Another screech snapped him from his bewitchment with her face. Separating awkwardly, he noticed that Sage seemed unshaken by the exchange. Which did not bother him in the slightest. Why would being near him have any effect on her at all?
“Oh, no problem. You getting crushed by a few blocks of cement would’ve been a very anticlimactic way to go.”
“Have you thought very much about how I would die?” he teased, hoping to clear the air of tension with a jest.
But as always, his tone was a little off, because Sage’s eyes widened in offense. “Of course not, sir!”
Sighing and pinching the bridge of his nose, he tried to correct her. “Sage, that’s not what I—”
But she surprised him when a mischievous grin overtook her wounded expression. “You’re so easy.” She laughed, another raindrop trailing to the tip of her nose.
Mirth climbed into his chest and made a home there as he smiled wide and free. “That is the first time I’ve ever been accused of that.”
But the moment was shattered when the roof above them began to crumble. Gripping her damp hand in his, Trystan pulled her along until they narrowly avoided being crushed once more.
Now out in the open, wholly exposed, he felt a moment of panic. “Go back inside,” he ordered Sage.
“Only if you will,” she argued, the outline of her figure clearly visible through her soaked dress. He peeled his eyes up to one of the towers, ordering himself to keep them there.
“I need to be here to close the grate once she flies inside!” he argued.
“Why can’t you have one of your guards do it?” She was exasperated, he could tell, because her hands were flying around like a manic butterfly.
“I will not delegate a task this important.” He hadn’t done it when catching the male, and he wouldn’t do it now. His plans were just starting to come to fruition, and no doubt the traitor in his office was scrambling, along with King Benedict, now that Trystan had the upper hand.
“You are aware that being a control freak is going to kill you?” she shouted over the rain, rolling her eyes before they widened in horror. “Duck!”
They both ducked then as a brownish-gray blur flew over them, swooping down near their heads, almost knocking them from their necks. This guvre was as horrifying as he remembered.
She was large, larger than the male. She could have shadowed the sun, were it making any appearances.
“She’s beautiful,” Sage said in awe. “She’s horrifying,” he corrected.
Sage shrugged, eyes taking in every gruesome part of the guvre’s body. “Oftentimes, it’s the same thing.”

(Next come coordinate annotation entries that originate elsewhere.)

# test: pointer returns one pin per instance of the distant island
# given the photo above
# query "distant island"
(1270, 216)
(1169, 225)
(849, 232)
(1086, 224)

He felt his knees bend unwittingly, like his body was attempting to bow. The creature’s flight pattern was becoming clear as she moved closer to the grate with every dive. The guvre would realize soon, the only way to be with her mate was to allow herself to be trapped inside with him.
When it comes to the thing one loves most, Trystan thought before running out in the open toward the grate, the sounds of Sage’s screaming protests behind him, it is always better to be trapped together than free and apart.